En la casa donde no había metros para construir una escalera se conformaban con una de madera, la que se utilizaba para subir al terrao, para pintar la fachada o para colgar un cuadro en una pared. Quién no tenía una de aquellas escaleras de madera, manchada por el tiempo y por la cal y remendada con una soga.



Aquellas casas humildes  de nuestros barrios tenían al pasillo como hilo conductor. En los veranos, cuando apretaba el calor, un buen remedio para combatirlo era abrir la puerta de la calle y la del patio a la vez para que se formara un chorro de aire fresco en el pasillo. En invierno se solía escuchar aquella frase que decía: “Niño, cierra la puerta del patio, que hay corriente y vamos a coger una pulmonía”. En el suelo del pasillo de mi casa jugábamos al fútbol a escondidas y cuando llegaba el Tour de Francia, a las carreras con los ciclistas de plástico aprovechando el recorrido de las losas.

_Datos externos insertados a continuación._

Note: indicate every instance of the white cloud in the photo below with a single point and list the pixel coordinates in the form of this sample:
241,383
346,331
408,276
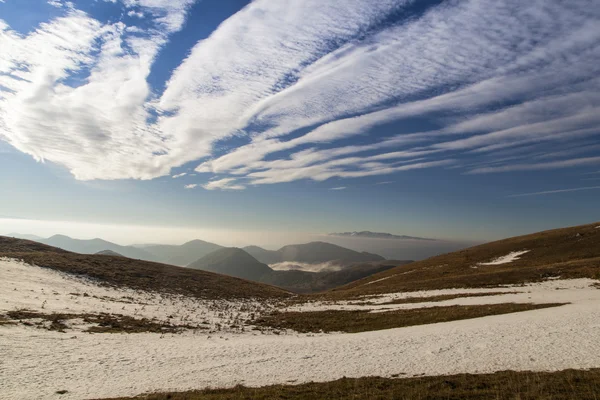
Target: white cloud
556,191
575,162
223,184
498,78
137,14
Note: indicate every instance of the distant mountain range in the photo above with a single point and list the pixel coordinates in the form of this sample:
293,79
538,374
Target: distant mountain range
377,235
180,255
108,253
320,266
234,262
239,263
312,253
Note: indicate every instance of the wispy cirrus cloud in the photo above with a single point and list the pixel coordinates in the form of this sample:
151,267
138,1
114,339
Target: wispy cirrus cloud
223,184
556,191
300,82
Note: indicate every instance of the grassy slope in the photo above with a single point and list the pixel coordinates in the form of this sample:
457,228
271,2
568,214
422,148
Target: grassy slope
506,385
569,253
136,274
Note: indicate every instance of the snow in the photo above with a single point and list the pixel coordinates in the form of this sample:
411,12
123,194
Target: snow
550,291
510,257
35,363
39,289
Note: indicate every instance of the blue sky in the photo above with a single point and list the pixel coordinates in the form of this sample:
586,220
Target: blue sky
456,119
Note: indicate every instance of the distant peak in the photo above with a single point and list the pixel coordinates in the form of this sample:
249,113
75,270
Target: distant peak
59,236
376,235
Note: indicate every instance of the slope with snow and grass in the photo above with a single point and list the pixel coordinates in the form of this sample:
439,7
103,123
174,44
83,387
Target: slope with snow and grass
87,329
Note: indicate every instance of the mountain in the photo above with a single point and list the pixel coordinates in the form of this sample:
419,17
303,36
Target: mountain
318,252
167,254
93,246
138,274
566,253
108,253
238,262
313,282
181,255
263,255
234,262
35,238
314,252
377,235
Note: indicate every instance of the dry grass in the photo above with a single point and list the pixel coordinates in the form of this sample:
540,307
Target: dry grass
137,274
566,253
363,321
105,323
442,297
506,385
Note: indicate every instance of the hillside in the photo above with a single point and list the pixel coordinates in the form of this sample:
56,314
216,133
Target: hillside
93,246
239,263
109,253
263,255
314,252
566,253
184,254
313,282
137,274
234,262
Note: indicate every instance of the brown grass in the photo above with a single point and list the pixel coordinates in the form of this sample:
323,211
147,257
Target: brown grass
506,385
566,253
442,297
363,321
137,274
106,323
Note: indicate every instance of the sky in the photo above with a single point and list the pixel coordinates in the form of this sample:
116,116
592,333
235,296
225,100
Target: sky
170,119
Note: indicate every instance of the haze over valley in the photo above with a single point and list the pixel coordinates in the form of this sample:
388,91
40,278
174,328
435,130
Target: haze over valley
305,199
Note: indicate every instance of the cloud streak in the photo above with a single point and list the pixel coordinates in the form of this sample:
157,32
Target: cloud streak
556,191
309,85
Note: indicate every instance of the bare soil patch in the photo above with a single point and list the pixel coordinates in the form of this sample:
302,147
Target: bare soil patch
505,385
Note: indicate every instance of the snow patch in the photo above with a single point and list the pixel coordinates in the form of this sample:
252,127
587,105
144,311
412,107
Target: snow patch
24,286
510,257
37,363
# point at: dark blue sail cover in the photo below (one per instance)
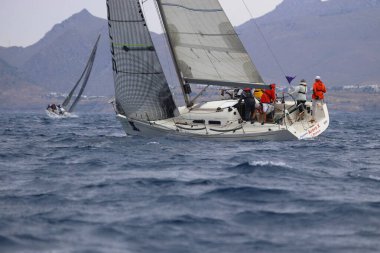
(141, 89)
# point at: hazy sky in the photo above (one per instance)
(24, 22)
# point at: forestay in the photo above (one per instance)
(206, 47)
(141, 89)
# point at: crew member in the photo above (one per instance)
(249, 104)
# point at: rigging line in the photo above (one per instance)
(266, 41)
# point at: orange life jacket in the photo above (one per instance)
(265, 98)
(319, 89)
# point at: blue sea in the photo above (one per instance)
(81, 185)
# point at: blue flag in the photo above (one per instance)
(290, 79)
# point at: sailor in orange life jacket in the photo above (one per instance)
(268, 97)
(319, 90)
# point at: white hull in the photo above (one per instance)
(56, 115)
(231, 127)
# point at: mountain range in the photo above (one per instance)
(336, 39)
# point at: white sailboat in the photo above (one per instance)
(205, 50)
(67, 107)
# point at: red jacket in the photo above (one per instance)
(319, 89)
(271, 93)
(265, 99)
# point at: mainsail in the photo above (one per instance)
(206, 47)
(82, 80)
(141, 89)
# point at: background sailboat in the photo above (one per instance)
(68, 105)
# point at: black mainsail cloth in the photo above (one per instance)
(141, 89)
(205, 44)
(82, 80)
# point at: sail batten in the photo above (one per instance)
(205, 44)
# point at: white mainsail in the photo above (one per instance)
(82, 80)
(206, 47)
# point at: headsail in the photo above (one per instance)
(83, 79)
(205, 44)
(141, 88)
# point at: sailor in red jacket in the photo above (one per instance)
(268, 97)
(319, 90)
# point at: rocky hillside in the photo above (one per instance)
(336, 39)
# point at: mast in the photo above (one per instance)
(181, 80)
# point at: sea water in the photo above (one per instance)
(80, 185)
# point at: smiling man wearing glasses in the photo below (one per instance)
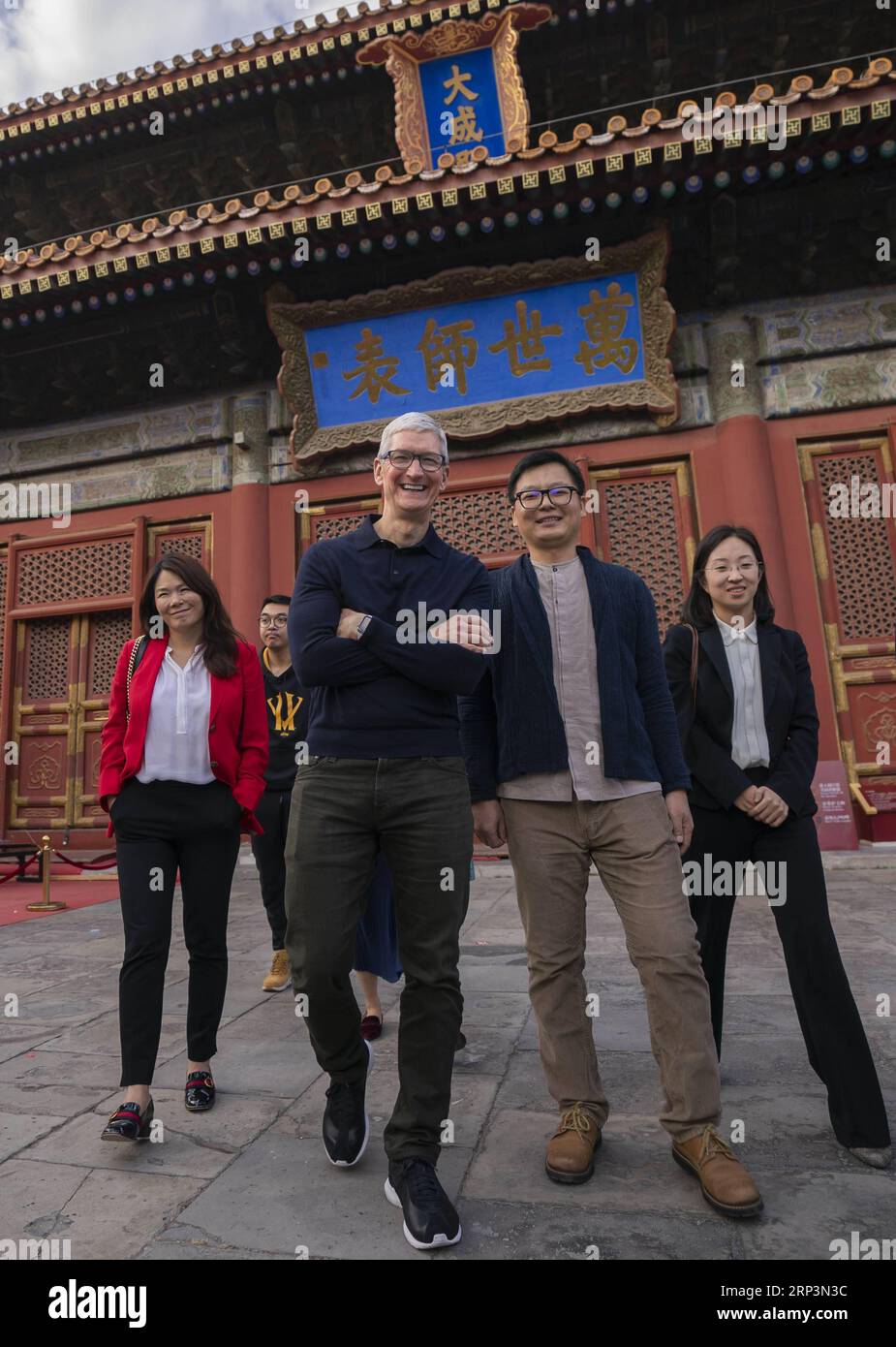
(287, 728)
(572, 756)
(386, 773)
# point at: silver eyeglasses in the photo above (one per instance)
(403, 458)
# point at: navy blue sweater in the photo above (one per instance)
(512, 724)
(383, 697)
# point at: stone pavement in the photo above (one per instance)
(251, 1178)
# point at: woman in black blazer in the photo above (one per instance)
(750, 731)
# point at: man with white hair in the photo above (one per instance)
(386, 627)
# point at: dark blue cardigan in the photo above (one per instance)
(512, 724)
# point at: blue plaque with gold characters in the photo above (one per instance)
(458, 92)
(540, 341)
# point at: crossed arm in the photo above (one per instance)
(326, 649)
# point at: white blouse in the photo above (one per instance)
(750, 741)
(176, 742)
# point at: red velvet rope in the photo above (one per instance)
(19, 869)
(100, 862)
(108, 861)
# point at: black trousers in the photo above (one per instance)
(162, 828)
(827, 1016)
(417, 812)
(272, 812)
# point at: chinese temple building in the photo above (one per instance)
(655, 235)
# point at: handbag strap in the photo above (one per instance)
(133, 663)
(695, 651)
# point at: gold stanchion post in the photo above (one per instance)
(46, 859)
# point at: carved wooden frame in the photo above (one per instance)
(657, 392)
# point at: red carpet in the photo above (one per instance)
(75, 893)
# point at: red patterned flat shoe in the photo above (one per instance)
(128, 1123)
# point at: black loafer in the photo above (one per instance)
(128, 1123)
(200, 1091)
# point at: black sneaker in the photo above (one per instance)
(430, 1221)
(345, 1121)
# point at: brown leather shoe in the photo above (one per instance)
(724, 1180)
(571, 1152)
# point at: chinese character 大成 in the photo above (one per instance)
(605, 322)
(448, 348)
(375, 370)
(458, 85)
(524, 339)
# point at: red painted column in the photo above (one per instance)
(245, 574)
(738, 465)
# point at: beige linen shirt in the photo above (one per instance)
(564, 589)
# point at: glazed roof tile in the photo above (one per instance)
(48, 259)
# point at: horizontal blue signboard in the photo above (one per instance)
(582, 334)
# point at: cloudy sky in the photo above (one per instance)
(46, 45)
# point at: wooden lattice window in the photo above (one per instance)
(185, 538)
(47, 659)
(83, 570)
(644, 521)
(861, 555)
(109, 633)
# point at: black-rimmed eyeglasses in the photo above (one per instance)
(531, 498)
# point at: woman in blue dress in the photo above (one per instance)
(376, 950)
(376, 947)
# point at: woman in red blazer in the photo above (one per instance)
(181, 769)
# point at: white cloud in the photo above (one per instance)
(50, 45)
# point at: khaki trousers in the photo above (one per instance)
(551, 848)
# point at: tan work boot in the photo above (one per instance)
(571, 1152)
(279, 977)
(724, 1180)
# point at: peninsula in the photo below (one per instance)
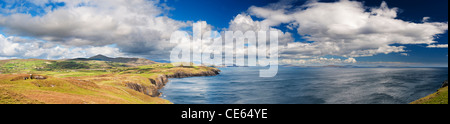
(95, 80)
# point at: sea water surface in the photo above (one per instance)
(294, 85)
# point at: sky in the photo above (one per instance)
(311, 32)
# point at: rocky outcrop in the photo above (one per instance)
(212, 72)
(160, 81)
(29, 77)
(140, 88)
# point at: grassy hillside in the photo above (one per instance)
(440, 97)
(84, 81)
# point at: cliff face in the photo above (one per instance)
(160, 81)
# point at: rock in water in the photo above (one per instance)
(445, 84)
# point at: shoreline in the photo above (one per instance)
(161, 81)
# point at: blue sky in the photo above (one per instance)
(218, 14)
(180, 13)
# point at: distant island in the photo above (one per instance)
(95, 80)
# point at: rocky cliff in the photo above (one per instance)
(161, 80)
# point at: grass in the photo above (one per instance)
(81, 82)
(440, 97)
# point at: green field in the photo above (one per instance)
(83, 82)
(440, 97)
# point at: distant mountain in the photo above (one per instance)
(130, 61)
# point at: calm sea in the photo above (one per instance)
(295, 85)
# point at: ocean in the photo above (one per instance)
(295, 85)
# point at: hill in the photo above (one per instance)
(440, 97)
(95, 80)
(127, 61)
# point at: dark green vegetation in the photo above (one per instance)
(440, 97)
(95, 80)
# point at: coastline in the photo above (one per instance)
(439, 97)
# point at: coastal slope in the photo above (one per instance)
(440, 97)
(33, 81)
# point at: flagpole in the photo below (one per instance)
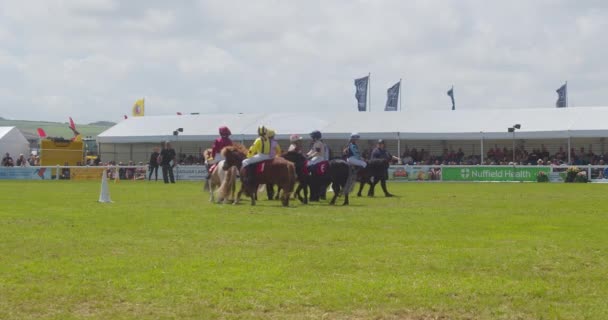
(566, 93)
(399, 96)
(453, 99)
(369, 90)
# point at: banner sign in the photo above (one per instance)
(24, 173)
(189, 172)
(414, 173)
(86, 173)
(493, 173)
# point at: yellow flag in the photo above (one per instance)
(138, 108)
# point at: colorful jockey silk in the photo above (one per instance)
(275, 148)
(353, 151)
(219, 144)
(317, 150)
(261, 145)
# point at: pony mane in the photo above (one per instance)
(236, 147)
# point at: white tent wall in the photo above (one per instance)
(13, 142)
(433, 131)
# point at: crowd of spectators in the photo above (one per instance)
(498, 156)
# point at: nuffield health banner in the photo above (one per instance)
(492, 173)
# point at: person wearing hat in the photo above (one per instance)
(295, 143)
(219, 144)
(353, 156)
(380, 152)
(258, 152)
(275, 148)
(317, 150)
(168, 161)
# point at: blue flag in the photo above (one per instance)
(451, 94)
(562, 96)
(361, 93)
(392, 97)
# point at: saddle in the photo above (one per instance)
(260, 166)
(320, 169)
(212, 168)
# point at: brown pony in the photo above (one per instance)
(276, 171)
(207, 155)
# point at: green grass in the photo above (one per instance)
(446, 251)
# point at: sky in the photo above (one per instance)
(91, 59)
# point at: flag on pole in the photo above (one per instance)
(72, 124)
(361, 93)
(451, 94)
(562, 96)
(41, 133)
(138, 108)
(392, 97)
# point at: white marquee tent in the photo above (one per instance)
(13, 142)
(545, 123)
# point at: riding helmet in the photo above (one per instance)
(224, 131)
(262, 131)
(315, 135)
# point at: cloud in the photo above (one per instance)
(92, 59)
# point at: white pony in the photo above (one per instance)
(222, 182)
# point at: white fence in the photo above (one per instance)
(396, 173)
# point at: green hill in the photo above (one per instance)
(56, 129)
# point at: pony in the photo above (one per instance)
(276, 171)
(303, 178)
(222, 182)
(342, 177)
(376, 171)
(206, 156)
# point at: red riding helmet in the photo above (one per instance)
(224, 131)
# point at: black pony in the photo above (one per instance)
(299, 160)
(376, 171)
(342, 179)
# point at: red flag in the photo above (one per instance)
(72, 125)
(41, 133)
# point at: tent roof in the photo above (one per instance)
(539, 123)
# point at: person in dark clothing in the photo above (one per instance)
(154, 163)
(168, 162)
(380, 152)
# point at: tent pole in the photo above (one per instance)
(569, 152)
(398, 145)
(481, 161)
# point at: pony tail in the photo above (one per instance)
(227, 183)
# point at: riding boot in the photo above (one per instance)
(251, 175)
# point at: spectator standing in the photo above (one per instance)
(296, 143)
(317, 150)
(168, 162)
(380, 152)
(353, 156)
(7, 161)
(22, 161)
(154, 163)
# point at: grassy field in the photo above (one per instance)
(438, 251)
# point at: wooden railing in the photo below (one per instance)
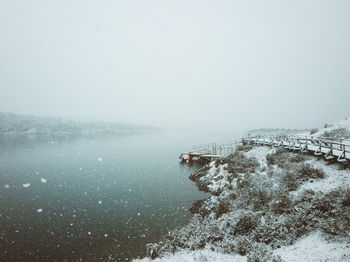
(331, 148)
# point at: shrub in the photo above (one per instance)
(244, 148)
(246, 224)
(222, 208)
(281, 204)
(306, 172)
(242, 245)
(289, 180)
(262, 253)
(239, 163)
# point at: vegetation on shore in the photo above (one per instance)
(257, 205)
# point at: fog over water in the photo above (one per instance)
(187, 64)
(201, 70)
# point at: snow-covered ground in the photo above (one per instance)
(334, 179)
(315, 248)
(197, 256)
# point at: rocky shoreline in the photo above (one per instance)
(264, 201)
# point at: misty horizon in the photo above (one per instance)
(177, 64)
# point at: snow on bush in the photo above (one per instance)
(258, 206)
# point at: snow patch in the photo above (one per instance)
(205, 255)
(314, 248)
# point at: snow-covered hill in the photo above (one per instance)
(267, 204)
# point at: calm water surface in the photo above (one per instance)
(92, 198)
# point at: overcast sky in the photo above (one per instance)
(177, 63)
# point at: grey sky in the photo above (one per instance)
(177, 63)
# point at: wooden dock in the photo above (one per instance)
(329, 148)
(209, 152)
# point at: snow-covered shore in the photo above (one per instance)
(267, 204)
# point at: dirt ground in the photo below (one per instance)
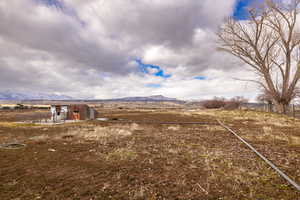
(142, 160)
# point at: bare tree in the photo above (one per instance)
(268, 42)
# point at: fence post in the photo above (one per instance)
(294, 112)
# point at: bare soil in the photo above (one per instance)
(115, 160)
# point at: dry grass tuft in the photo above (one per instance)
(96, 132)
(121, 154)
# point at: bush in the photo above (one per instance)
(214, 104)
(231, 104)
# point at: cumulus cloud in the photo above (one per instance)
(88, 49)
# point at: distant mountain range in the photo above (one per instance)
(149, 98)
(16, 96)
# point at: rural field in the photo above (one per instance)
(132, 156)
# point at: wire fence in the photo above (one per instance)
(293, 110)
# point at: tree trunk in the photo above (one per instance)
(282, 107)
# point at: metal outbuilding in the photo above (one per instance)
(72, 112)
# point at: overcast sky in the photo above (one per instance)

Una de las habitaciones más importantes era siempre el comedor. El nombre no se correspondía a veces con la realidad, ya que eran muchas las casas donde no se utilizaba para comer. Los almuerzos diarios se solían celebrar en la cocina y así se evitaba ensuciar el comedor, que se convertía en un espacio sagrado, el más limpio de la vivienda, en el que se recibía a las visitas los domingos y en el que se reunía la familia para cenar en Nochebuena.


En el comedor se juntaban los pocos lujos que entonces tenían las casas: el aparato de radio, la tele cuando llegó después y aquello que llamábamos el mueble bar, que tenía un compartimento con llave donde los padres guardaban los licores que sobraban en Navidad. Más de una vez, los niños de la casa jugábamos a profanar aquel territorio prohibido, cogiendo la llave de su escondite para empinarnos la botella de Marie Brizard.


En el comedor se colgaban los cuadros y los retratos de los niños vestidos de Primera Comunión, las fotografías de la mili y de la boda de los padres. En el comedor se cosía, se escuchaban las novelas y se recibía a las visitas. Era el escaparate de la casa, lo que se enseñaba, donde estaba la mesa grande de madera con el jarrón de flores, el espejo  que pillaba media pared y aquel juego de café que a alguien le había tocado en una noche de suerte en la tómbola de la feria. 


Muchas de aquellas casas llamadas obreras, tenían tan poco espacio que las habitaciones se separaban con cortinas en vez de con puertas y no existía un dormitorio para cada hijo, como ahora. En mi casa hubo una época en la que los cinco hermanos compartimos la misma habitación, repartidos en dos camas. También compartíamos el mismo armario, a veces hasta la misma ropa, y por las noches, nos tocaba compartir la escupidera que se colocaba debajo de la cama para no tener que salir desnudo al patio si te apretaban las ganas de orinar.